One is that airway inflammation can be difficult to identify in imaging or even on pulmonary function studies. Kripalani finds that many patients respond well to inhaled steroids or other inhalers, but that it’s also important to measure exercise capacity and endurance. Patients needing help should get plugged in as early as possible with physical therapy programs.

“We are learning that traditional theories around physical therapy – that it is good to kind of push, push, push – actually have a detrimental effect on these patients,” she said. “Learning some really simple things like breathing techniques seem to work well for this population.”

Also important is early referral to a cardiologist or expert in dysautonomia, which may attenuate longstanding effects of the virus on blood pressure, heart rate and heart function. Ultrasound tests to look for blood clots are also becoming a more routine safety check for long COVID patients.

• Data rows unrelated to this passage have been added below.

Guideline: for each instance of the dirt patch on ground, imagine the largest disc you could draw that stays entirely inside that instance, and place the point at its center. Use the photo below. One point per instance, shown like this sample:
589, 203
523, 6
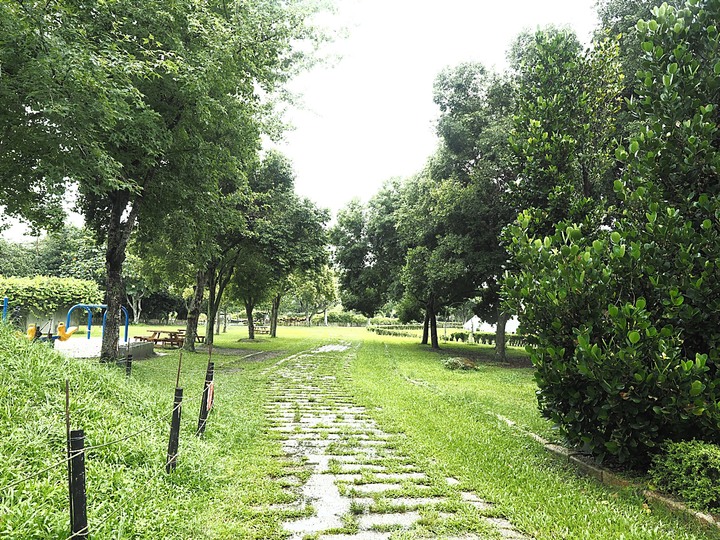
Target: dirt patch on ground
246, 355
241, 357
488, 358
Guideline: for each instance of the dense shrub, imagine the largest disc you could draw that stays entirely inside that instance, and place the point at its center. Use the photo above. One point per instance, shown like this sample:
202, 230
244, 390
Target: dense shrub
44, 295
690, 469
612, 371
623, 310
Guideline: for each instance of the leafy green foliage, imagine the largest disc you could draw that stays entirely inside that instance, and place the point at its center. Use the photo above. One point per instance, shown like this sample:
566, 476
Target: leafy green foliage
43, 295
563, 129
611, 366
690, 469
624, 317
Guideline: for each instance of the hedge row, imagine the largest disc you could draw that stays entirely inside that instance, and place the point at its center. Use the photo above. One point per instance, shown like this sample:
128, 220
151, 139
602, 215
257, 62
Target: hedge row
42, 295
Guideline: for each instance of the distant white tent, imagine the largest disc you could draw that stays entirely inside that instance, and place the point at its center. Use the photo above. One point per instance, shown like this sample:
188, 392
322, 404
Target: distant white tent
476, 325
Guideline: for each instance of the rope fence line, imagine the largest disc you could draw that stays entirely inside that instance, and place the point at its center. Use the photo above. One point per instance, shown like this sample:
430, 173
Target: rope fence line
120, 505
36, 474
163, 422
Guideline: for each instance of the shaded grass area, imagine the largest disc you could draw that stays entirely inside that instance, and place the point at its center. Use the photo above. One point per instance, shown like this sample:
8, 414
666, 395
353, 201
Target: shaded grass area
450, 422
222, 481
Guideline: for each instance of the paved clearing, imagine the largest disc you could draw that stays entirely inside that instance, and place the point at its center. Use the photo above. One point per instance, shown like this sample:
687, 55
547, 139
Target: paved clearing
350, 476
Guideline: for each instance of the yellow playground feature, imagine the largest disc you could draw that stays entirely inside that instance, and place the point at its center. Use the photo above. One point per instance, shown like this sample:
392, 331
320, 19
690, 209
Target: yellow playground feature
33, 332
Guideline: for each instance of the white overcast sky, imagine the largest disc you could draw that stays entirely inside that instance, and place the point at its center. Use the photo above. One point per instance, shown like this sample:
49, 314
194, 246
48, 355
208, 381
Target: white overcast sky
370, 116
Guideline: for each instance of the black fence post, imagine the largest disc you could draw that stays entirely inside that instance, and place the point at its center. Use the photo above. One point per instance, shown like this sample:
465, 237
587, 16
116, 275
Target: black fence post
171, 463
78, 499
209, 375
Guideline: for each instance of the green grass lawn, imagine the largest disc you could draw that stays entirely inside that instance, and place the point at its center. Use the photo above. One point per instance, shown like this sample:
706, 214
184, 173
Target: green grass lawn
225, 484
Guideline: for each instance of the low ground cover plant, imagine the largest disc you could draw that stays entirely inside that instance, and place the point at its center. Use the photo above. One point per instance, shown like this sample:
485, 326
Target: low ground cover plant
690, 469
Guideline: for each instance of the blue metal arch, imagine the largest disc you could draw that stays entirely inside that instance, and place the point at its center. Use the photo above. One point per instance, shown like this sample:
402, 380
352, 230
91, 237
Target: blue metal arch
90, 307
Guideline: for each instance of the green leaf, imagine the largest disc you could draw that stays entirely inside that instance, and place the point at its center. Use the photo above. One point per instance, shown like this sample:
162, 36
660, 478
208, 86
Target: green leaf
696, 388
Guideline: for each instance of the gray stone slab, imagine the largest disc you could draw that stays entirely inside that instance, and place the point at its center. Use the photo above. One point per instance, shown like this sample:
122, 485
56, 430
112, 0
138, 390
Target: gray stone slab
403, 519
375, 488
321, 491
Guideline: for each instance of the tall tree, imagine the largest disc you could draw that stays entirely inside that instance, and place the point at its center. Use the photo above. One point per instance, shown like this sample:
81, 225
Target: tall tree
133, 97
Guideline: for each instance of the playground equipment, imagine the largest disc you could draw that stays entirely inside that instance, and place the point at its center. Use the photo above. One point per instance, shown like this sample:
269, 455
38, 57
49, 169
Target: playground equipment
64, 334
89, 308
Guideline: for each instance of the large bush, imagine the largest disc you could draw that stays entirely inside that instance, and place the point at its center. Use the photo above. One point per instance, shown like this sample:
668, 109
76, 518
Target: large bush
624, 318
43, 295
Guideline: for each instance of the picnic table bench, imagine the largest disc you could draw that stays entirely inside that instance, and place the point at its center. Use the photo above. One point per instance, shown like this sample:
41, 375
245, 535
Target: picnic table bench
173, 338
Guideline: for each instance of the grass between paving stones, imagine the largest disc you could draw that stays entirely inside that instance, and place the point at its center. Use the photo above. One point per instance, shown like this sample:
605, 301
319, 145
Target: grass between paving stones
451, 428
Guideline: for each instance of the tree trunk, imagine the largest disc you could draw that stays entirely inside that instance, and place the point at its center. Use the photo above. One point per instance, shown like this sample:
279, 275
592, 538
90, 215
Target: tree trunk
274, 314
113, 299
426, 326
194, 312
212, 303
219, 276
118, 234
249, 306
135, 301
500, 337
434, 343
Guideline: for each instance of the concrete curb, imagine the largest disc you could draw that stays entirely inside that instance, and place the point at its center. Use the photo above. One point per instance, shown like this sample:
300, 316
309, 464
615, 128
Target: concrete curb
606, 477
602, 475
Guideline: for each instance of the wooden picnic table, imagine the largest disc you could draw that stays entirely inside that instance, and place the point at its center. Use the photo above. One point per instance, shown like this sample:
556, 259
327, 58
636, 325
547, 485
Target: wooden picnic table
172, 337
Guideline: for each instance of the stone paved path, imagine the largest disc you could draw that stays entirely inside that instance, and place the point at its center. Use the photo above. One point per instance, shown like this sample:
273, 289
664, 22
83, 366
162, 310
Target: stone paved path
359, 485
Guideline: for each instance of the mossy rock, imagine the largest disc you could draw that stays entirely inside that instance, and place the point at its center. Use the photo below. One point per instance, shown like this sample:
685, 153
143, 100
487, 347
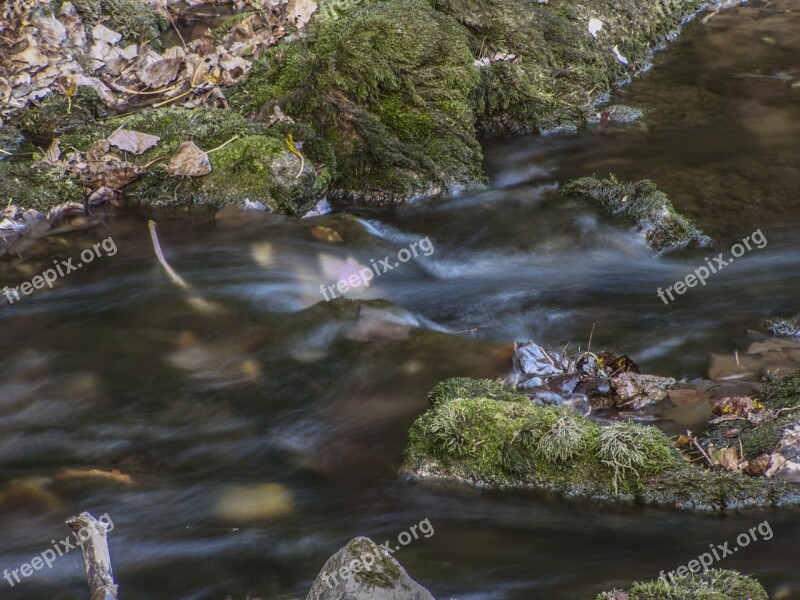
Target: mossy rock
714, 584
500, 443
41, 187
504, 442
389, 87
784, 327
48, 118
464, 387
248, 160
560, 68
643, 205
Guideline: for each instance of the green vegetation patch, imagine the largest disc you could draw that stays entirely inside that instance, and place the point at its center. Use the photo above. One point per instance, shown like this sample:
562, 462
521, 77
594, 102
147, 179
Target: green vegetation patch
389, 87
714, 584
642, 204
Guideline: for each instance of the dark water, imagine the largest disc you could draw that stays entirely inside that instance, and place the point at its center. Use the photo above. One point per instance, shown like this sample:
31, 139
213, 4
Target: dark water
305, 405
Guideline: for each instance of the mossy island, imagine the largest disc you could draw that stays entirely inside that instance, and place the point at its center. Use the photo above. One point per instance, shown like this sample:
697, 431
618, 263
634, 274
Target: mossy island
482, 433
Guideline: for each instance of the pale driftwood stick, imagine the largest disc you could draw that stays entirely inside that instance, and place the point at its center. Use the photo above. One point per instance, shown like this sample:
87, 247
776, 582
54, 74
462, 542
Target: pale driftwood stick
92, 540
195, 299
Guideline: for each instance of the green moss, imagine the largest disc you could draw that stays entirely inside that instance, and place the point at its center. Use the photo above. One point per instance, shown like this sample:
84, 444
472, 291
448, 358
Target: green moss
499, 442
383, 574
469, 437
784, 327
41, 187
388, 86
248, 160
782, 392
47, 118
642, 204
714, 584
560, 68
464, 387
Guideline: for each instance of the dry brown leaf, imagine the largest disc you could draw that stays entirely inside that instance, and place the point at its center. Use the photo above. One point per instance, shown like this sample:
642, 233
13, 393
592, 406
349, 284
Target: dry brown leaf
133, 141
728, 459
189, 161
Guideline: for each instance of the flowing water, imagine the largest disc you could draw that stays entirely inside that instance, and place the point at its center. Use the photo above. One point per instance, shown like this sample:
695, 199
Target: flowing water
301, 407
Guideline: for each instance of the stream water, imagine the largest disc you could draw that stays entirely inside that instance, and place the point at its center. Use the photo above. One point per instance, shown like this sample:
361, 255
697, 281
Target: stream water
298, 409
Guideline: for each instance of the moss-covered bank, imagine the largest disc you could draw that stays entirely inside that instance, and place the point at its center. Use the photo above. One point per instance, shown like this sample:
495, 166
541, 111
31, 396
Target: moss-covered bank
645, 207
484, 434
399, 88
387, 98
714, 584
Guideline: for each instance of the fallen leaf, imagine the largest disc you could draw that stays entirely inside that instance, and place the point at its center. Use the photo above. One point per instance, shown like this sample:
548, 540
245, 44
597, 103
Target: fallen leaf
619, 56
189, 161
133, 141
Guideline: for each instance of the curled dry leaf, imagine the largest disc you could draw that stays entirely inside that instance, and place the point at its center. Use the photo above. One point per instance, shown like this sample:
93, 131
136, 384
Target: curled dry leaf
133, 141
189, 161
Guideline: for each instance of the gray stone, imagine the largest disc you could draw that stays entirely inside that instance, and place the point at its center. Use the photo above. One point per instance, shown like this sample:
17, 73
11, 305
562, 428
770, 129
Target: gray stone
378, 576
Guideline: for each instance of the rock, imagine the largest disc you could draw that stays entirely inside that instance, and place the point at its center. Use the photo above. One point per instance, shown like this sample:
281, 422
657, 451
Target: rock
635, 390
477, 435
643, 205
362, 570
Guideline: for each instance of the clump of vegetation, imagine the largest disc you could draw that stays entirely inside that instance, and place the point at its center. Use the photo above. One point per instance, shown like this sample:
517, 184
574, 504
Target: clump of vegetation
565, 439
45, 119
464, 387
505, 441
714, 584
643, 205
248, 159
784, 327
495, 441
633, 450
389, 87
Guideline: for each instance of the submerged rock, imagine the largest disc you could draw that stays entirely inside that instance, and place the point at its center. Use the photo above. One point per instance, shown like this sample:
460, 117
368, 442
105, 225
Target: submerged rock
502, 441
714, 584
643, 205
362, 570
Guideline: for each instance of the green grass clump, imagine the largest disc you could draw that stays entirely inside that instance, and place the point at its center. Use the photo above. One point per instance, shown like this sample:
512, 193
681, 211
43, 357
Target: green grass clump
643, 205
464, 387
632, 450
389, 87
714, 584
503, 442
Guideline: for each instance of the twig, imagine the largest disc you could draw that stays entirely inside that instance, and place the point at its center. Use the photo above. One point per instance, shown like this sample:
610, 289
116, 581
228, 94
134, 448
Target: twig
233, 139
91, 535
699, 447
195, 299
175, 27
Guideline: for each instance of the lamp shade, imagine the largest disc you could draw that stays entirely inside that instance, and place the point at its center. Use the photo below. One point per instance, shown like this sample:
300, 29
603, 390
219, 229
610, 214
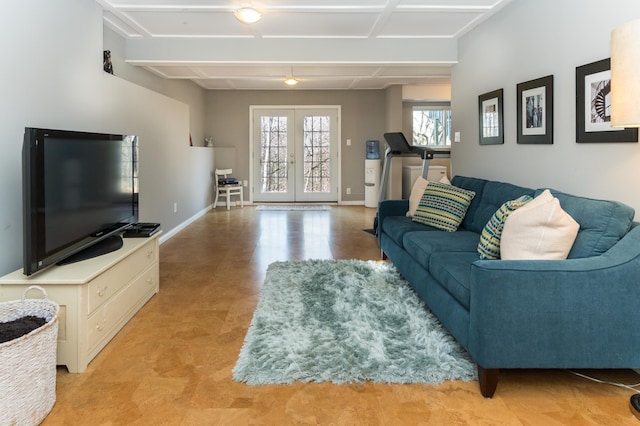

Gratitude has been the predominant response to the initiative.

“Overall, everyone is just happy to feel like they have a clinical structure that understands as much as we can about their disease,” Martin said. “Patients may not be able to recover fully, but they can improve function and they can improve emotionally through being in a clinic that is dedicated to this disease process,” she said.

About the Expert

Sapna P. Kripalani, M.D.

Sapna P. Kripalani, M.D., is an assistant professor of medicine in the Division of General Internal Medicine and Public Health and medical director of executive health and wellness at Vanderbilt University Medical Center. She has helped to implement practice-based innovations, such as shared medical appointments, and testified before the U.S. Senate on the importance of adequately funding primary care practice and innovation.

Sara F. Martin, M.D.

Sara F. Martin, M.D., is an assistant professor of medicine in the Division of General Internal Medicine and Public Health and medical director of outpatient palliative care and of the Adult Post-Acute COVID Clinic at Vanderbilt University Medical Center. Her research interests include the study of early palliative care as well as post-acute sequelae of COVID-19.